The very same instincts that want to believe that we’re powerless pawns also kick in (in reverse) when something good happens. Business people want to take credit for all of their success, ignoring the systems, the infrastructure and the cultural advantages that got them almost all the way there. Luck is what we call it when good things happen to other people. Merit (or what we ‘deserve’) is what we call it when it happens to us.
This immature ‘merit driven’ Ayn-Randian style self-reliance ignores all of the accidents of birth, of culture, of countless advantages that could hardly be our doing.
And so, here we are stranded between two extremes.
On one hand, if it’s bad, it happened to us, was put on us, infected us, caught us when we weren’t looking. And if it’s good, it was our work, our effort, our goodness that made it happen…
We have far more power over ourselves than we want to acknowledge. The power to make choices about what we eat, who we hang out with, how we balance the short term with the long. The power to connect, to lead, to refuse to accept the easy path.
If we don’t like the weather today in May, it’s worth remembering we had the power to hold that picnic in July instead. Sure, weather isn’t up to us, but our planning is.
If we find ourselves rejected again and again, perhaps we ought to figure out a different route. Rejection isn’t up to us, but our pitch and our plan are.

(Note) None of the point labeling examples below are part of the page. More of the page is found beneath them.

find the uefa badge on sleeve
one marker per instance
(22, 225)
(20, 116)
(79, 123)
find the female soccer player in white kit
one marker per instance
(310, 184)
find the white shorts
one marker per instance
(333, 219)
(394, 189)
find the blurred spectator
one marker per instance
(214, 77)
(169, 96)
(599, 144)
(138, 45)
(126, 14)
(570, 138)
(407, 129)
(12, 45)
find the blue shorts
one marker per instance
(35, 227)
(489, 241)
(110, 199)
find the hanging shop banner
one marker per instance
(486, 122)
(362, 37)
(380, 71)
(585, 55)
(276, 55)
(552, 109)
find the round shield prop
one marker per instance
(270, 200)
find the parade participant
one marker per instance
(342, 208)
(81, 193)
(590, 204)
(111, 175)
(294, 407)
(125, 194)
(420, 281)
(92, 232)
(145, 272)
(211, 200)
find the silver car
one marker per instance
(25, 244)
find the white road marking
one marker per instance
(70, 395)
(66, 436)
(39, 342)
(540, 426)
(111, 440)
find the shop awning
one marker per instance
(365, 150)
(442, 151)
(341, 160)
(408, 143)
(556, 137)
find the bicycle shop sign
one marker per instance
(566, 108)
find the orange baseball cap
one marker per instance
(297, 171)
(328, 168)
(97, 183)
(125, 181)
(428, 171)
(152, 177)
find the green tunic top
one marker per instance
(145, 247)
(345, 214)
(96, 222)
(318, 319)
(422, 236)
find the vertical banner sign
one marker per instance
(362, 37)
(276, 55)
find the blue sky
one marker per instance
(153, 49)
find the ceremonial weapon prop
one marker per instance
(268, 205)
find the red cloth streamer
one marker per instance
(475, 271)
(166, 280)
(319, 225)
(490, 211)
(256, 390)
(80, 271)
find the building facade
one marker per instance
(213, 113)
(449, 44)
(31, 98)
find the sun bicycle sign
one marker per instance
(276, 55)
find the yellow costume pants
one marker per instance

And scientists keep reminding us that just about every illness has a component in our imagination and attitude.
But, particularly when dealing with people who carry a burden we can’t even imagine, we have to acknowledge that so much is out of the control of each of us. It’s far easier to overcome our DNA than it is to overcome our culture.
Is it possible to reverse the instinct, and decide that luck is what we call it when something good happens to us, and merit is when it happens to other people? Is it possible that culture and infrastructure advantages are in fact the causes of a lot of the good in our lives, and our choices (up or down) contribute more than we’d like to admit to all of it?
Here’s an approach that might be helpful:
In a situation where holding yourself accountable helps you do better work, avoid pitfalls and walk a little taller, remind yourself just how much self-determination you have.
When trying to give someone else the space to contribute (perhaps even you), chalk up their insufficiency in the moment to the cultural determination that makes it truly difficult for some people to change their habits and their outcomes.